Güzel yüzünü ve ışıltılı gözlerini birkaç kere görmüş olsam da gönlümün sultanlarından Elif Doğan nam-ı diğer blogcuanne’nin Noa’ya Mektup için kaleme aldığı yazısını sizlerle paylaşmak istedim.
Elif’in Substack yazılarına da linki takip ederek abone olabilirsiniz.
Sevgiyle,
Sepin
Ayşe Deniz Şahin’in yumuşacık çizgileriyle resimlediği kitap, Noa’nın bir hışım evden çıkmasıyla başlıyor; anlıyoruz ki annesi ondan kendisini yalnız bırakmasını istemiş ve Noa da buna çok içerlemiş. O günü “tıpkı bir yetişkin gibi” hiç oyun oynamadan geçiren Noa, ertesi gün annesinden bir mektup alıyor.
Anne, mektubunda, önce bir gerçeği ortaya koyuyor, sonra da bir itirafta bulunuyor. Gerçek, annesinin Noa’yı ne kadar çok sevdiği… “Üzüntü değişir ama bazı şeyler hiç değişmez. Seni çok seviyorum. Bu, mesela, hiç değişmez. Sevgi geçmez” diyor annesi.
İtirafı ise kendine dair... Kalbinin kırıldığını ve Noa’yla oynamak, şarkı söylemek, hatta şarkı mırıldanmak dahi istemediğini anlatıyor annesi. Çünkü bazen kalpler kırılıyor. Oluyor öyle…

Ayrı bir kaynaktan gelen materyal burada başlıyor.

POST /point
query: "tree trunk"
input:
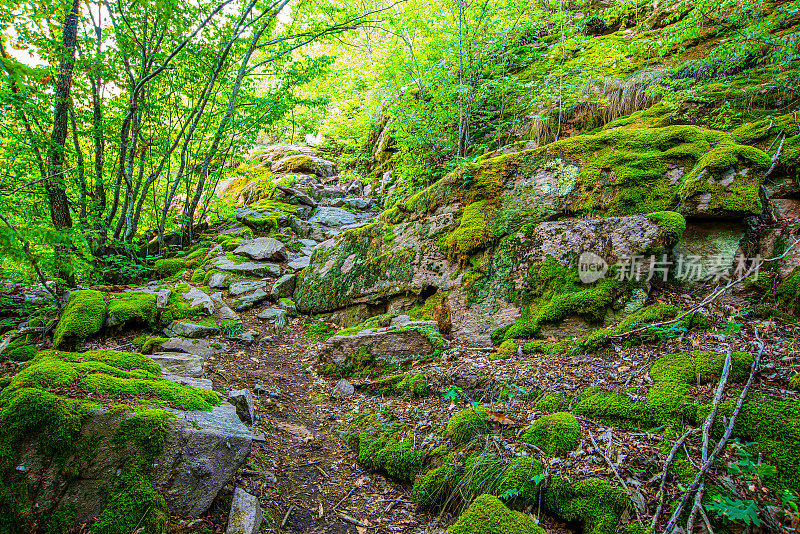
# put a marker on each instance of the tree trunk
(55, 183)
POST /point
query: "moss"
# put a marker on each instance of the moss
(82, 317)
(506, 349)
(151, 343)
(467, 424)
(671, 225)
(699, 367)
(773, 424)
(556, 434)
(169, 266)
(488, 515)
(133, 308)
(592, 501)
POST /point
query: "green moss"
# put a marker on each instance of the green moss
(151, 343)
(699, 367)
(591, 501)
(506, 349)
(169, 266)
(556, 434)
(488, 515)
(467, 424)
(671, 225)
(774, 425)
(133, 308)
(82, 317)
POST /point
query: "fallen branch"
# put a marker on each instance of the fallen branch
(700, 478)
(619, 478)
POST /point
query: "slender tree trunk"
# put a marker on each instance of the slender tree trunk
(55, 183)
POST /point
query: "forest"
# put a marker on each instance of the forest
(399, 266)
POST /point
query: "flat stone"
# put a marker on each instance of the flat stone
(245, 408)
(240, 288)
(180, 364)
(195, 297)
(245, 516)
(192, 330)
(252, 268)
(219, 280)
(245, 302)
(198, 347)
(263, 248)
(283, 287)
(299, 263)
(332, 217)
(343, 389)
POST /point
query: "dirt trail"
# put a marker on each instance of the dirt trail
(305, 475)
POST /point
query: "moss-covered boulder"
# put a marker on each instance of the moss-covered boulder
(467, 424)
(556, 434)
(700, 367)
(488, 515)
(592, 501)
(82, 317)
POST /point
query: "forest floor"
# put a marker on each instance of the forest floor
(307, 476)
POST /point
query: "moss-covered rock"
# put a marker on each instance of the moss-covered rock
(467, 424)
(556, 434)
(592, 501)
(82, 317)
(488, 515)
(699, 367)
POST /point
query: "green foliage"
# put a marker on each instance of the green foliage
(82, 317)
(556, 434)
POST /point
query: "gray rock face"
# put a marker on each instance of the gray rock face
(283, 287)
(386, 344)
(191, 330)
(343, 389)
(180, 364)
(198, 347)
(219, 280)
(251, 268)
(263, 248)
(332, 217)
(240, 288)
(243, 400)
(201, 453)
(245, 302)
(299, 263)
(245, 516)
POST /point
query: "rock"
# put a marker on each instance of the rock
(396, 346)
(219, 280)
(283, 287)
(198, 347)
(250, 268)
(192, 330)
(180, 364)
(358, 202)
(243, 400)
(162, 297)
(294, 194)
(332, 217)
(245, 302)
(304, 164)
(263, 248)
(299, 263)
(223, 313)
(239, 288)
(201, 453)
(195, 297)
(245, 516)
(248, 337)
(343, 389)
(272, 314)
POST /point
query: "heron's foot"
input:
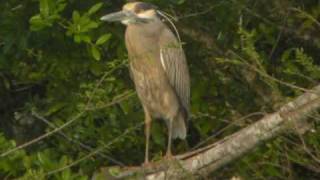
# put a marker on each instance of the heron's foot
(146, 164)
(168, 156)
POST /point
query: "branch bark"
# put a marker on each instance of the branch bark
(202, 162)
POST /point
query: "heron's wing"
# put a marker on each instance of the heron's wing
(174, 63)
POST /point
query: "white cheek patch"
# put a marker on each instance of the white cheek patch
(162, 60)
(150, 14)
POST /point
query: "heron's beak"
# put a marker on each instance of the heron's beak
(116, 16)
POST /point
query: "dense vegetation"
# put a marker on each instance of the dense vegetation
(59, 64)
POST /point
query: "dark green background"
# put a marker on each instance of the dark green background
(58, 61)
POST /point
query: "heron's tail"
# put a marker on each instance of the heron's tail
(179, 126)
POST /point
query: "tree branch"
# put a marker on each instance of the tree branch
(204, 161)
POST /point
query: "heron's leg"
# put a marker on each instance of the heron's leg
(147, 134)
(169, 154)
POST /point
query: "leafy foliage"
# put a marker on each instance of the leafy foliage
(59, 64)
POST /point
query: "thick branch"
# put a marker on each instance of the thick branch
(208, 159)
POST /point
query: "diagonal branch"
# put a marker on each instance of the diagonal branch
(204, 161)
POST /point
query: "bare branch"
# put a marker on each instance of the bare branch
(212, 157)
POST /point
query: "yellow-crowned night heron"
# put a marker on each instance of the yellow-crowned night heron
(158, 67)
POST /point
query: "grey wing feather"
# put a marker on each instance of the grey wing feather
(174, 63)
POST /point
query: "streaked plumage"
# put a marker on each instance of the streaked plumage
(158, 67)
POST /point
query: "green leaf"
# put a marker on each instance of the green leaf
(44, 7)
(103, 39)
(75, 16)
(37, 23)
(95, 8)
(95, 52)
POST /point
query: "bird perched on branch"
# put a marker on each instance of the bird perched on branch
(158, 68)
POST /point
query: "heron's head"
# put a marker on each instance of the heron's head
(133, 13)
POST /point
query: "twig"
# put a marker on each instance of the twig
(84, 146)
(96, 151)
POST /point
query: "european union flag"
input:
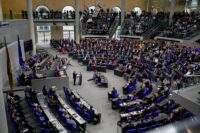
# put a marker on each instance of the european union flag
(21, 61)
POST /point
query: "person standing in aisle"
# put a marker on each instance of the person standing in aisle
(74, 77)
(80, 79)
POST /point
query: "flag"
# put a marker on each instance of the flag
(21, 62)
(9, 69)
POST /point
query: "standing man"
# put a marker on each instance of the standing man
(74, 77)
(80, 79)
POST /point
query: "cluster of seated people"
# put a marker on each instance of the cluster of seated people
(31, 99)
(58, 70)
(99, 79)
(140, 24)
(50, 14)
(151, 76)
(136, 58)
(59, 108)
(16, 115)
(183, 25)
(139, 113)
(164, 63)
(98, 24)
(32, 64)
(86, 111)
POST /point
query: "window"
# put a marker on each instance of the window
(68, 32)
(137, 10)
(43, 33)
(42, 10)
(68, 8)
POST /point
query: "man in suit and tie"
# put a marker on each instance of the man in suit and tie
(74, 77)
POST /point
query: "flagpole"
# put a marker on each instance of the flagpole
(9, 68)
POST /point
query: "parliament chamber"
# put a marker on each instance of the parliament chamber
(99, 66)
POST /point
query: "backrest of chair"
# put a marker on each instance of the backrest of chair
(131, 131)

Bazen, insanın kalbi kırıldığında canı hiçbir şey yapmak istemeyebiliyor. Bu, bir şeyler yapmayı sevmediği anlamına gelmiyor; sadece o an yapmak istemiyor. Bunu anlatıyor Noa’ya annesi… Bunu o kadar net, o kadar yalın bir şekilde anlatıyor ki, Noa bunu sadece anlamakla kalmıyor; bunu anlamak Noa’ya iyi geliyor.